Audit uncertainty weighing on trustees
Uncertainty around whether the government will press on with its plans to allow SMSFs with a positive compliance history to opt out of annual audits is causing unnecessary confusion at a time when fund trustees and advisers are under pressure to strengthen their compliance processes, according to a global accounting firm.
BDO Australia national leader for superannuation Paul Rafton told SMSF Adviser the government’s silence on its previously mentioned plans to change the audit requirements for compliant SMSFs was causing confusion among the firm’s SMSF client base.
“I’d like to see the government come out and say it’s dead and buried, because clients are still asking about it and there is no clarity on whether it’s going to come back or not,” Mr Rafton said.
SMSF Adviser previously reported in June that Minister for Superannuation, Financial Services and Financial Technology Jane Hume had remained non-committal about plans for extending the audit cycle at a recent industry event.

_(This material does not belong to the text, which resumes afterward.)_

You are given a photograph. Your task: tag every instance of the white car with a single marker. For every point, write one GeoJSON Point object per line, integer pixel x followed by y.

“The government has undertaken extensive public consultation on this measure and the outcomes of the consultation are currently being considered,” Ms Hume said.
Mr Rafton said given the current regulatory crackdown from both ASIC and the ATO when it came to fund trustees and their advisers meeting their compliance requirements, any decision to relax the rules would send mixed messages to the SMSF community.

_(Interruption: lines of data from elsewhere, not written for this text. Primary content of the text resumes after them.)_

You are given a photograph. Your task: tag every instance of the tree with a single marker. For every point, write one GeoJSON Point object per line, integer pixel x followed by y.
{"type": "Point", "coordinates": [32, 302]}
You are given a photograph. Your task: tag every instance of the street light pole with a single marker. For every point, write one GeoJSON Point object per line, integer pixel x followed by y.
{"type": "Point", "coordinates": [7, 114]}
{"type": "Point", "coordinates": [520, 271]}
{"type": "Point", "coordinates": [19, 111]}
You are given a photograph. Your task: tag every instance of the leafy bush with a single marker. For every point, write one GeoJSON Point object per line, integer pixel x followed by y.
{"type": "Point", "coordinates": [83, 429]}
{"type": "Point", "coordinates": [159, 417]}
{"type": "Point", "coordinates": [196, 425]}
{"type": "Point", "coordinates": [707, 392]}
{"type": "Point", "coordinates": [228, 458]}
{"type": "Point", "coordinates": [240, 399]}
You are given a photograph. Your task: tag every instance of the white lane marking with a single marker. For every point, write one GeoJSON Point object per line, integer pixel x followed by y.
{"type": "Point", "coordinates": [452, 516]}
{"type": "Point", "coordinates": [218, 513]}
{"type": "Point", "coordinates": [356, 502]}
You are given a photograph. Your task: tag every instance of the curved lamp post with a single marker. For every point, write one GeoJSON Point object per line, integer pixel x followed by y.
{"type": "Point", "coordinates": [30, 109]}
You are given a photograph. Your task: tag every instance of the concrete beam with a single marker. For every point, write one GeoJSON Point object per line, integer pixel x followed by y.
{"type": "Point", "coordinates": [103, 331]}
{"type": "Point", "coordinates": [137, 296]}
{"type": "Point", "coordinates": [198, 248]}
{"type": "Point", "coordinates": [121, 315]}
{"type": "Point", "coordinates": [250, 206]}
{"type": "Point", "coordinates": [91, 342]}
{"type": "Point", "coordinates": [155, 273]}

“We have ASIC coming out with a big heavy stick, the ATO is on their enforcement program, but at the same time, there is still this uncertainty around whether funds will be allowed to defer their audit for three years,” he said.
“The proposed legislation is that funds with a good lodgement history would be able to opt out of an annual audit, but my concern is that it doesn’t seem to sit well with what ASIC is trying to do to make audits done regularly and auditors maintain their professionalism.”

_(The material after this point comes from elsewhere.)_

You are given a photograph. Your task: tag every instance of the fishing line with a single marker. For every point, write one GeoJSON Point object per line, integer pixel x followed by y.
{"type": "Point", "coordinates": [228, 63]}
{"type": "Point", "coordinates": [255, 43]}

Mr Rafton added that while the intent of the proposal had been to reduce red tape for SMSFs, extending the audit cycle out to three years was unlikely to have any efficiency benefits.
“An auditor is now going to have to revert back to the prior three years, and for some clients, it’s hard enough getting stuff out of them every year, let alone every three,” he said.
“It’s not going to make things more cost-effective as the auditor will still have to cover three years of ground, so it’s still going to be the same amount of work.”